I never did this after I got my own flat. Too lazy to carry bottles and to
greedy to pay that much money for it.

------
anotheryou
Thankfully I'm lazy enough not to buy bottled water. In my city the water is
good, but tastes not so good (many many minerals. If i dry my black trousers
the wrong way around I'll be left with lines of minerals on the outside (like
dried sweat)). With tea the taste is very obvious.

------
eggy
Yes, I get the reasons, and I try to avoid buying small bootles of drinking
water, but living here in East Java, Indonesia right now with my one-year old
baby girl, I am drinking the watercooler-sized plastic bottles on the
dispenser.

It is a poor, rice farming village where you cannot be certain about the
quality of the well water without testing that is not readily available. It
would need to be done for each household on a monthly (minimum) basis to
account for the rainy/dry season, periods of fertilizing, and spraying of
pesticides.
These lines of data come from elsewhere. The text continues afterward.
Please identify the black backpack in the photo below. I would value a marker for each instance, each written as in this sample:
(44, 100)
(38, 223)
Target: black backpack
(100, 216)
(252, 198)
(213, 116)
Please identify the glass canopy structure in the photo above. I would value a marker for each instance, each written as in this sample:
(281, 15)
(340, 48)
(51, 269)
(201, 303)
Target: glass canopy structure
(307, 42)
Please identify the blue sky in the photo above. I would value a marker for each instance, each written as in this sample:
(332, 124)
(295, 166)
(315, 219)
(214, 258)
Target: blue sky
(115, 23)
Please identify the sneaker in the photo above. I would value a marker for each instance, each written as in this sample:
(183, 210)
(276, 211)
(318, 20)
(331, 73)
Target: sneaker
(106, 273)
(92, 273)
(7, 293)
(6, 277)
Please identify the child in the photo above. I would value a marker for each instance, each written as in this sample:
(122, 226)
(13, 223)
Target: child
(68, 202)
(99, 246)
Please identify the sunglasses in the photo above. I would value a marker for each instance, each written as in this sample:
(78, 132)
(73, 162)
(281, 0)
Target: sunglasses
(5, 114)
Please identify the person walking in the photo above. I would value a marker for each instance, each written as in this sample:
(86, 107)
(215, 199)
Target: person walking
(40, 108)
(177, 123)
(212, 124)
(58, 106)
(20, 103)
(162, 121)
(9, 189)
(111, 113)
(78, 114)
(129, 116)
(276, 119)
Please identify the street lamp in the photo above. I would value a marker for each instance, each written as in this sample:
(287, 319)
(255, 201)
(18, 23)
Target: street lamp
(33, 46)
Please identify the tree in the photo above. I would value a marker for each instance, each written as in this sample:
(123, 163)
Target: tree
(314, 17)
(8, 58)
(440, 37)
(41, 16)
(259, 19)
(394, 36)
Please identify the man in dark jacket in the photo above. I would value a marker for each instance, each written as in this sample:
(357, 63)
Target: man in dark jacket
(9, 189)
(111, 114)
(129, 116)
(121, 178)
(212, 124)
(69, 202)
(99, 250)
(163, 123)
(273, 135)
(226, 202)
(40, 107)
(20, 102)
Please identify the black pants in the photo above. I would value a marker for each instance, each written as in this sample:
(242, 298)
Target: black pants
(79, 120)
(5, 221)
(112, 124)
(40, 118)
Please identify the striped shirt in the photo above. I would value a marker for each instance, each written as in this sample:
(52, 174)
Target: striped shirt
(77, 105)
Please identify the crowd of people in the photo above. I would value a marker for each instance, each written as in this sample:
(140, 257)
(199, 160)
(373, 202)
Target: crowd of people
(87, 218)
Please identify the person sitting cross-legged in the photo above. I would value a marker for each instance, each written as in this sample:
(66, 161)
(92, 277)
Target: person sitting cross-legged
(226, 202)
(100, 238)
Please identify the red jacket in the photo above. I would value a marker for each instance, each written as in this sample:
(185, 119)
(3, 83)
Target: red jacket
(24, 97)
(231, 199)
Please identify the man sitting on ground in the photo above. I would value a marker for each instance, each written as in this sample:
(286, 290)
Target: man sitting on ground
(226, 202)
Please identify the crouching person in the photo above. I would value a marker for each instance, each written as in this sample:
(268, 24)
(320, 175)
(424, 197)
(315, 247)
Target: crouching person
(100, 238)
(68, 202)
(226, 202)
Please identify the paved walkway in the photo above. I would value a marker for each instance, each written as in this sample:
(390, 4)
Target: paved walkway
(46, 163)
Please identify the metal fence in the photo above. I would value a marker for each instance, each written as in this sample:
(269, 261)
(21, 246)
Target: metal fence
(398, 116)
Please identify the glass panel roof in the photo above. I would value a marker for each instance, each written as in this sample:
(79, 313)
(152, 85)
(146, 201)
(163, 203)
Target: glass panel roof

It is simply not practical, and requires a huge cultural shift,
and money. I am currently working on rubbish removal here too just out of
personal reasons. That and bringing awareness to rubbish burning, and improper
disposal. Slow and hard going. On the positive side, people here do reuse a
plastic bottle for at least 10 more uses before discarding them unlike my
peers back in NY.

I think the dismissal, or using Flint as more reason to not drink bottled
water is unsubstantiated. Political ineptitude/corruption seems to have been
the main cause there, or at least why it continued hidden for so long.
Truthfully I have not followed it lately, and apologize if this is now
incorrect. Although, Flint has made me question my own municipal drinking
water back in Brooklyn, NY where I was born and raised. I am not sure it makes
me feel better that it could be hidden for so long Flint. I realize plastic
bottling has its cons as well.

I am not sure about using cans or glass. Cans have their spoilage history.
They are usually coated, and I would think they weigh more, so incur a higher
transportation fuel cost. Glass is easy to break, cause injury, and heavy. I
like it, and personally I reuse glass containers from purchased foods all the
time. Maybe a reinforced glass that could be thin and resist breakage like
Pyrex? I love the material.

Plastic bottles are noisy, since the walls are very thin, because they
minimized the amount of PET used to maximize profits. Therefore the amount of
plastic is less than most back-of-the-envelope calculations I have seen. The
energy value of one 500ml PET bottle is worth less than a penny, and that is
after collecting and processing them. Recycled PET costs more than new. And,
because they are thin, and compress easily, they take up a lot less of
landfill than most people imagine. I still don't like it, and wish for a
better solution; I just like to put real numbers on things, and focus my
energies on things that provide the most return on my efforts.

The annual gas you use to shop for your other goods far exceeds the carbon
footprint of the roundtrip cost of your plastic water bottle by two or more
orders of magnitude. Unless like me back in the US, you biked to the store.
Now the food is right around me. No market runs!

Same goes for plastic bags. They are so much thinner and stronger than a
decade ago, and I am not sure paper bags were the way to reduce carbon
footprint, or net a postive return for the environment, but it made a lot of
first-worlders sleep better at night for the wrong reasons. I had the dirt
floor here tiled though, so I am still a first-worlder, and I guess I will
always be!

I dislike the sound of crinkling water bottles, and find the plastic accordion
simile hilarious and true!

Tidbit: I took care of one of the world's largest commercial indoor pools over
here in SE Asia for over 5 years, so I am very familiar with water treatment
and filtration too. There are a lot of misconceptions about it. For instance,
if you smell 'chlorine' it's not chlorine, since chlorine is odorless. You are
smelling the byproduct of the free chlorine having broken down some organic
matter like sweat, urine and skin into. You are smelling chloramines, and they
are not an indicator of a sterile or safe pool.

------
benbristow
What about flavoured water?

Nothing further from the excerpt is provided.